It has all come down to this as Loki season 1 closes in on its finale and brings us glorious purpose and answers. Or does it? Loki (Tom Hiddleston) and Sylvie (Sophia Di Martino) have gone through a lot to get to the Time Keepers and to ultimately defeat the TVA, but are they willing to change everything if they can’t even change themselves?
[SLIGHT SPOILERS AHEAD!]
This episode opens where we left off with Sylvie and Loki in episode 5 and now they are on their way to confronting the Time Keepers. They apparently are held up in a giant mansion on an oddly shaped planet and Miss Minutes is the only thing between them and the Time Keepers. Miss Minutes seems to be up to something though and clearly, name drops a “he” behind the doors and not three godlike Time Keepers.
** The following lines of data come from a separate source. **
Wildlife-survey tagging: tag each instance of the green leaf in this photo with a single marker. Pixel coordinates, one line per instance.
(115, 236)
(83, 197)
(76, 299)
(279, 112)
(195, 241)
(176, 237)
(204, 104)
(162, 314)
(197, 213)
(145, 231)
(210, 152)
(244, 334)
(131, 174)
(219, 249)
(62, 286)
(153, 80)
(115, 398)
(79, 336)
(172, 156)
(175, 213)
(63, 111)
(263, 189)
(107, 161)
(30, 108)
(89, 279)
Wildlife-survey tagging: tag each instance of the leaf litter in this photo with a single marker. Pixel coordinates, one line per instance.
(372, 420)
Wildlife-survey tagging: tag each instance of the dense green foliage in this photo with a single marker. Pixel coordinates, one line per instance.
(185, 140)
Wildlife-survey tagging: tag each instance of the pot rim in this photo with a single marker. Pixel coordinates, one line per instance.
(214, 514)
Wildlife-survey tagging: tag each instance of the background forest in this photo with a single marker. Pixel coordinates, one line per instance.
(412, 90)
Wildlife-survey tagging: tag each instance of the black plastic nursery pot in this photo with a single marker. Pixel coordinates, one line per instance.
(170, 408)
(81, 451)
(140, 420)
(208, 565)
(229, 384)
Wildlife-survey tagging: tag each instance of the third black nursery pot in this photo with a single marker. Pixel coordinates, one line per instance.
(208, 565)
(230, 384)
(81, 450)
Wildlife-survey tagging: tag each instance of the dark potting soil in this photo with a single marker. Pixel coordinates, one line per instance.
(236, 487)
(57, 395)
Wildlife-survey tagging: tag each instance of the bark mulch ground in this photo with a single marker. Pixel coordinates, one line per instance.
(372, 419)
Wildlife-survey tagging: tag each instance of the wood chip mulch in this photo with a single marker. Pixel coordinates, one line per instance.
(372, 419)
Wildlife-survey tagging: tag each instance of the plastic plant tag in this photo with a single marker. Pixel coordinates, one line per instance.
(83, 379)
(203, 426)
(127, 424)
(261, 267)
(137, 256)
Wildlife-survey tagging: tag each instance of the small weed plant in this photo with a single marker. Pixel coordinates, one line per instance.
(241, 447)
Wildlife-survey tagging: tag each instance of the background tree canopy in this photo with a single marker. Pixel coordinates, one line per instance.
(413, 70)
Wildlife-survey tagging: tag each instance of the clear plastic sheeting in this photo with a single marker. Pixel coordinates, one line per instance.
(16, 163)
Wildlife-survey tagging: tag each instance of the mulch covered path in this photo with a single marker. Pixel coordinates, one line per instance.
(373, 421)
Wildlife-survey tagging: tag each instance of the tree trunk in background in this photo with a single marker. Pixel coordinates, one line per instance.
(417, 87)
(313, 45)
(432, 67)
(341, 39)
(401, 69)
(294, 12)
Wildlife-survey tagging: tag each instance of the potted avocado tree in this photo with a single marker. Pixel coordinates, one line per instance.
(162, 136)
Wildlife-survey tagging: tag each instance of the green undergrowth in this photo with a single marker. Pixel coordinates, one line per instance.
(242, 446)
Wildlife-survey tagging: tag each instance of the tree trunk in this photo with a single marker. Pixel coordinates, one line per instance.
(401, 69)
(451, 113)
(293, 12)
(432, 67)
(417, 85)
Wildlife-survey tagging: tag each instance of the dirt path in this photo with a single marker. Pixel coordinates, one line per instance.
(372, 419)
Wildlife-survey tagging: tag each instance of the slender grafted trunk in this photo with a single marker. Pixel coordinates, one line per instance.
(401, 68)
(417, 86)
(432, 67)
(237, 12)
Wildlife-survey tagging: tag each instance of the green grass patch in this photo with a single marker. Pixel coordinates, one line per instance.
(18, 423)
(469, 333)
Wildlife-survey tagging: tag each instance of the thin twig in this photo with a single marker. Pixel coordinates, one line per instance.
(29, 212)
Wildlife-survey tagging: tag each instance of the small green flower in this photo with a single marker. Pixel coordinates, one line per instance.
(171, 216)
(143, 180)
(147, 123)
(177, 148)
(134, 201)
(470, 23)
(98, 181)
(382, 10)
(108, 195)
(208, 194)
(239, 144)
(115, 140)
This episode leans heavily into the weird and horrible as the set design screams haunted house in the first location Loki and Sylvie enter. The TVA is also lit in a darker way as if something terrible will eventually happen to our new favorite characters. If you’re a MCU fanatic you’ll likely guess who is eventually found within this mansion. (He has been revealed as the villain in Ant-Man: Quantumania.)
There are two conflicts at work in this episode that helps break up conversations and get plenty of exposition over the line. The first is Loki and Sylvie confronting the man behind the curtain played by Jonathan Majors and the second is Ravonna (Gugu Mbatha-Raw) and Mobius (Owen Wilson) talking things out. Both strike different tones, in part because Majors has a very casual demeanor. He’s either out of his mind because he’s been alone way too long, or he has nothing to lose. Meanwhile, Mobius is trying to convince Ravonna to do the right thing while, deep down, salvage their friendship.
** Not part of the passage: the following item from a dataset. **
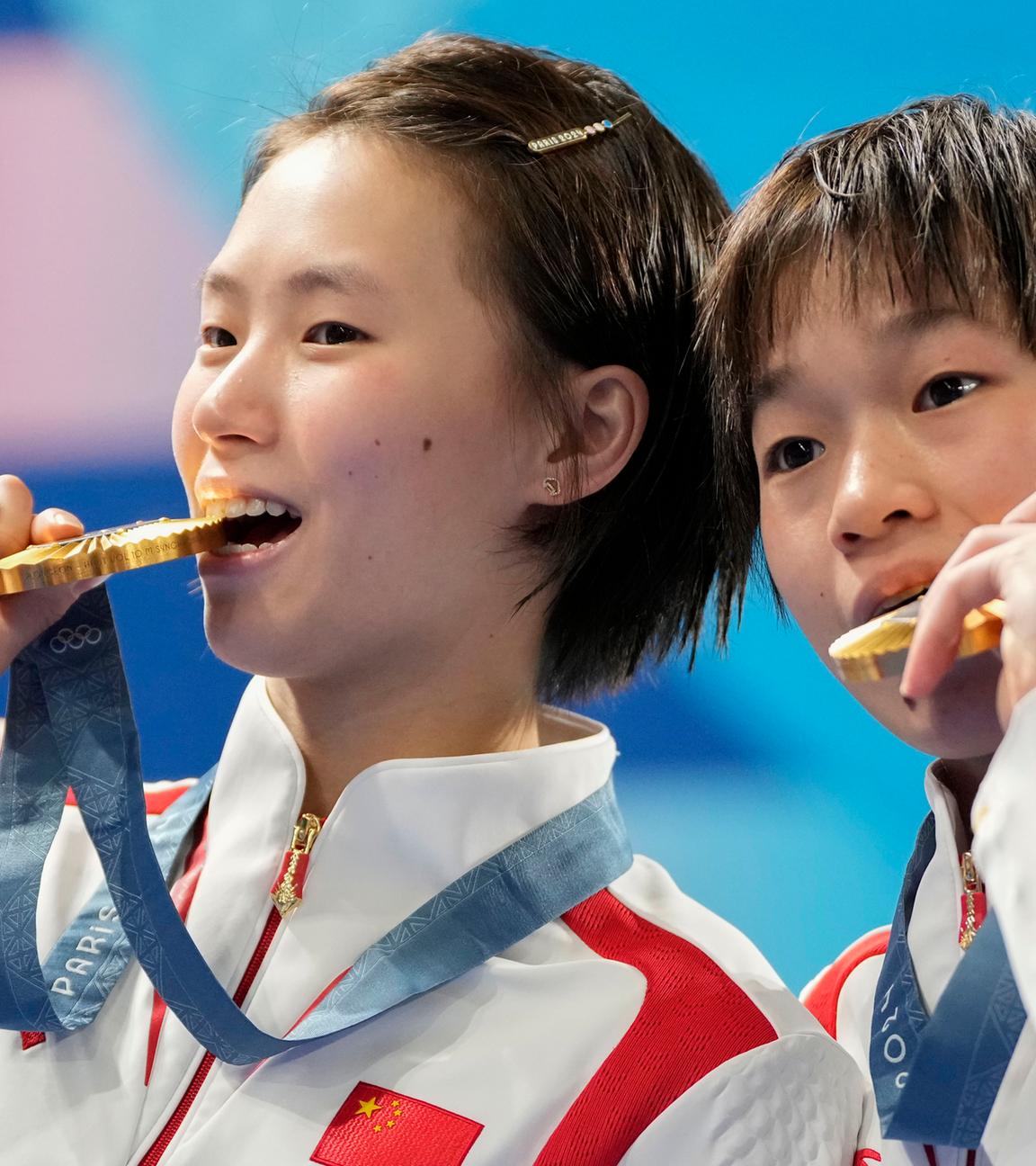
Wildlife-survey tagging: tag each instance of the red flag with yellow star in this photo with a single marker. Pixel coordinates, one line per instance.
(381, 1127)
The meat of the episode, after Majors reveals everything about the TVA and how he got here, focuses on Loki confronting Sylvie in a final battle. The notion of who we really are and how we can’t fight that come together here. Can Sylvie ever truly love Loki and vice versa due to their nature of lying and trusting no one? Sylvie can’t simply forget the years of rage she’s lived through due to what the TVA and by extension Majors put her through. You’ll root for Sylvie and Loki to move on and be together, but we all know how it’ll really go.
With only three minutes left in the episode, you’ll come to realize this isn’t the end for Loki by any means. A season two must be in the works as characters like Ravonna rush off and Loki’s love is still hanging loosely out there for Sylvie. It makes this episode feel like a bridge to season two more than anything else. It firmly establishes who the bosses of the TVA are going forward but does so in a way that doesn’t feel final or even that satisfying. Instead, you’ll be dying for more knowing full well we’ll have quite a few months to wait for season 2.
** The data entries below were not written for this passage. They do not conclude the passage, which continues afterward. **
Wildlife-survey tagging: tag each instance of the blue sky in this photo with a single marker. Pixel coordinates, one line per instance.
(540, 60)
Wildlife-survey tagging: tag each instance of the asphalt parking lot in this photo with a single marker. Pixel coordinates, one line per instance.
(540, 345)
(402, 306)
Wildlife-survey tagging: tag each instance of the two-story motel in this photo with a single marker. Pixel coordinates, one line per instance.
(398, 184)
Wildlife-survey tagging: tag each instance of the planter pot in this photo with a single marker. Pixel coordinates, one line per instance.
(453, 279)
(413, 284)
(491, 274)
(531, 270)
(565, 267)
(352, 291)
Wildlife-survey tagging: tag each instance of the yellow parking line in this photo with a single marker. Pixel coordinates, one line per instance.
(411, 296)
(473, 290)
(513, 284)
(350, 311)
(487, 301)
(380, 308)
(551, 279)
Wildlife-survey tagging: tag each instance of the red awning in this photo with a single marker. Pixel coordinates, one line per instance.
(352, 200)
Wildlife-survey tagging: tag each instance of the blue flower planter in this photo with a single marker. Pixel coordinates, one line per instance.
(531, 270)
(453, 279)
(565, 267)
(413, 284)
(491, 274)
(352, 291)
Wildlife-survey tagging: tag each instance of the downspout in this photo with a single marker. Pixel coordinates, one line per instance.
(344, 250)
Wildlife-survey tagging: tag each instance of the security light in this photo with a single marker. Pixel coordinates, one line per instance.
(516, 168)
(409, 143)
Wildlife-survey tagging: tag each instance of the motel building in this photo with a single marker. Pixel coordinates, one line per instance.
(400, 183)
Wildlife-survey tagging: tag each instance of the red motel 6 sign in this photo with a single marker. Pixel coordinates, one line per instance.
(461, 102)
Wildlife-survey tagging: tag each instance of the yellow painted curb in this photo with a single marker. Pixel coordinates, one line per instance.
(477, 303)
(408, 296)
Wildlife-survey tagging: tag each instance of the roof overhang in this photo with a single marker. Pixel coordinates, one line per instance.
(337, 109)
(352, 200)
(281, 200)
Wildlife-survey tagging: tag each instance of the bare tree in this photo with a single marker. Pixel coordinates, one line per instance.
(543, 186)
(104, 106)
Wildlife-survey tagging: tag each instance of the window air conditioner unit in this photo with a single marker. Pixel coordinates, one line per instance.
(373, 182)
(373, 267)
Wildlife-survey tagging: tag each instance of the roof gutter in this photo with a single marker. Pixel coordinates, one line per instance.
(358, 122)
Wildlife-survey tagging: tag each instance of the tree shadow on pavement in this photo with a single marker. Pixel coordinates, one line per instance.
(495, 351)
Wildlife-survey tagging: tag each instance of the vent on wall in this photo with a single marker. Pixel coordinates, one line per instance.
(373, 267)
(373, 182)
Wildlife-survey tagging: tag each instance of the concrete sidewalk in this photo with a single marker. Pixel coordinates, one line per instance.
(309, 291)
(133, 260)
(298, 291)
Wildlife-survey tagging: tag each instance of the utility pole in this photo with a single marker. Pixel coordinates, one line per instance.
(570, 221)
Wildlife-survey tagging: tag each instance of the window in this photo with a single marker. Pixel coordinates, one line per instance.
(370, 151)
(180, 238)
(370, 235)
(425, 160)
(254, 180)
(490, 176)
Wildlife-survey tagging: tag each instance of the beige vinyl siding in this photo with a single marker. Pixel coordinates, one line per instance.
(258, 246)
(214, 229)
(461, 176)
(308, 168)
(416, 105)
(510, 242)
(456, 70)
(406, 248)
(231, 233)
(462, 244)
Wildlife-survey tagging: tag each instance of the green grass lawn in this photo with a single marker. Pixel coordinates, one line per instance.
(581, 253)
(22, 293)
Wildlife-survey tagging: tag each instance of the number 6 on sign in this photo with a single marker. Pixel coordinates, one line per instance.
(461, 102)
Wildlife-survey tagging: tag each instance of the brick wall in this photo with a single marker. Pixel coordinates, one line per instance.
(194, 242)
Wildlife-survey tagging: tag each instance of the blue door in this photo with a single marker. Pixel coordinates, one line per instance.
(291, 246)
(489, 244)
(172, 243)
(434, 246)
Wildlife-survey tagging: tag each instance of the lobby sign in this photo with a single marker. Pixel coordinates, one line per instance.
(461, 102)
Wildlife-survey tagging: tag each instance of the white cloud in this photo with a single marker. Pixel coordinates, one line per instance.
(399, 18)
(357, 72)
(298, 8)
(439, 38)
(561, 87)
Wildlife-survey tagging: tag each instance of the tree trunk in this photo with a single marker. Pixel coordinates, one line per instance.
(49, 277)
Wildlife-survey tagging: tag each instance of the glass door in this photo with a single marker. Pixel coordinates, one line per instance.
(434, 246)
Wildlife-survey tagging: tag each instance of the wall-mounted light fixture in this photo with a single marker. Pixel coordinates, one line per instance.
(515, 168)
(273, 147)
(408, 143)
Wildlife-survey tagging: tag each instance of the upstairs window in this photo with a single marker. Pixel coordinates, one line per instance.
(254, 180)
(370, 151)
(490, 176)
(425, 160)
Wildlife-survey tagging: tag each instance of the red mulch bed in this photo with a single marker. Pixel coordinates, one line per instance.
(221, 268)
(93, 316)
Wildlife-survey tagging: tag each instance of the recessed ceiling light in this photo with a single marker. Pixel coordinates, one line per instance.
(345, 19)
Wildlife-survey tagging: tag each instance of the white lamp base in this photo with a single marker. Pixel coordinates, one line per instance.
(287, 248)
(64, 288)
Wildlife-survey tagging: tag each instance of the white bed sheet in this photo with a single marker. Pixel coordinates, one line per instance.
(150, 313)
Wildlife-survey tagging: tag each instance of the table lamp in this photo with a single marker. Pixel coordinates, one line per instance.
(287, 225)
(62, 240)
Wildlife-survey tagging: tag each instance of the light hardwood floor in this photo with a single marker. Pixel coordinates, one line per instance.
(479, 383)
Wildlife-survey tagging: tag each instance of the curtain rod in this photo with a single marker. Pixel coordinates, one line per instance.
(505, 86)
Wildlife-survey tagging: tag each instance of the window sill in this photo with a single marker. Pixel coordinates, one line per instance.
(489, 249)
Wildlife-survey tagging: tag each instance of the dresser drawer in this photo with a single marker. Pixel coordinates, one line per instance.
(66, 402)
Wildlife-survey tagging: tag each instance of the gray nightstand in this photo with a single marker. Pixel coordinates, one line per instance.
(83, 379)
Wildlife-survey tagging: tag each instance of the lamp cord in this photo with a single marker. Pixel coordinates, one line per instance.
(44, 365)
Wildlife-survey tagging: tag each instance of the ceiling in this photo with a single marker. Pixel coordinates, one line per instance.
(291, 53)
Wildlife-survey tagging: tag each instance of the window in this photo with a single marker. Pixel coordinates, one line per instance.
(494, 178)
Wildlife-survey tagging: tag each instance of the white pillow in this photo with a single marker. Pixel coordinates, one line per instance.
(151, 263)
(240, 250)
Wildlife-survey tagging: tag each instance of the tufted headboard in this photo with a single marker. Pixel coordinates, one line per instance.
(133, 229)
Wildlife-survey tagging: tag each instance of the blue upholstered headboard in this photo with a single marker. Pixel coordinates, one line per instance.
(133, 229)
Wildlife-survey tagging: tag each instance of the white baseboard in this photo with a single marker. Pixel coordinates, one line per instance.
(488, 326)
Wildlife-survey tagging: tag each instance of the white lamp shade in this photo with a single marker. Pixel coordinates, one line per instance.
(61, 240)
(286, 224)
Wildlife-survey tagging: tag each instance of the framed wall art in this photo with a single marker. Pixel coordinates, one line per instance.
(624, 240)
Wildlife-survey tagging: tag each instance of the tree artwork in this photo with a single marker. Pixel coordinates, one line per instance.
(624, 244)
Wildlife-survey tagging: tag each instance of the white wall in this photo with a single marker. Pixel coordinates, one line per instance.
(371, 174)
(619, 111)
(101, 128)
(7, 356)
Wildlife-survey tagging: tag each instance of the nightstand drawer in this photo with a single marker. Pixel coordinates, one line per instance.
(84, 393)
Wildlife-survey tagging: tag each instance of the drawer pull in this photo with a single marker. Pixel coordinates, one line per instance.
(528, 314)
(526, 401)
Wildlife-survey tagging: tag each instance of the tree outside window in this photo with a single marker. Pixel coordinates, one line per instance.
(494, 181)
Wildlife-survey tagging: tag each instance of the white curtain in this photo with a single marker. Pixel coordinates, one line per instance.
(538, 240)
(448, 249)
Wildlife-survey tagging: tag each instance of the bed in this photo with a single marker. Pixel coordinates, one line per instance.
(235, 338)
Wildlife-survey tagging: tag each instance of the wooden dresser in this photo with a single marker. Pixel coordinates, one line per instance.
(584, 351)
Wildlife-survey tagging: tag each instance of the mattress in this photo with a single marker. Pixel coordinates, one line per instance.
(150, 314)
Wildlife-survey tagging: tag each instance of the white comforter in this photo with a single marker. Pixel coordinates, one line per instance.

It doesn’t have to be so obtuse, either. Other television shows like Lost tended to give viewers enough plot threads to fashion their own conclusions. You knew most of them would be wrong, but the fun of thinking about where a show might branch was always delightful. Here though, it’s tough to know where it might go, especially after we learn Mobius doesn’t even know who Loki is in the final moments.
The Loki finale leaves viewers in stasis as we await season 2. It offers plenty of answers as far as the TVA and the man behind the curtain and sets Sylvie and Loki against each other for a major confrontation that has to lead to this but leaves us on a cliffhanger that could go in any direction. Frankly, the dangling cliffhanger has permeated nearly every episode so it’s very on-brand, but if you find yourself unsatisfied with how this goes you aren’t alone.